H2: Playbook for reviews and renewals
- Before renewals, verify vendor subprocessors and security posture.
- Reissue updated addenda if laws or your data flows change.
- Keep a heat map of vendor risk to prioritize negotiation.
- Document exceptions and mitigation plans.
Conclusion
Service provider addenda are living documents. Keep them reviewed, versioned, and aligned with {cta_priv}, {cta_cookie}, and {cta_terms}, with a clear owner to maintain coverage.
Extra depth
Spell out examples in your appendix: data categories processed, permitted purposes, and prohibited uses. Add a short FAQ for vendors explaining how to comply with your do-not-sell/share requirements and how to pass through obligations to their subprocessors.

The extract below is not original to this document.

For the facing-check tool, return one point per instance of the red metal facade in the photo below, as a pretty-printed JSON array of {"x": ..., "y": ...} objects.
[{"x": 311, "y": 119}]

Reconfirm alignment with {cta_priv}, {cta_cookie}, and {cta_terms} every time you change ad tech or data flows.
H2: Longer FAQ for internal teams
- “What happens if a vendor refuses CPRA terms?” Use alternatives or mitigation; document exceptions.
- “Do we need this for B2B-only vendors?” If they process California personal information, yes.
- “How do we handle sensitive personal information?” Limit use, require security controls, and ensure vendors do not sell/share it.
H2: Evidence storage
- Keep a CPRA contract register with dates, versions, and contacts.
- Store PDFs and signed copies; back them up in your audit folder.
- Link each vendor record to your Privacy Policy Generator disclosures and subprocessor list.
Conclusion
Make CPRA terms standard. Keep them enforced, documented, and aligned with Privacy Policy Generator, Cookie Policy Generator, and Terms of Service Generator, so audits and renewals move quickly.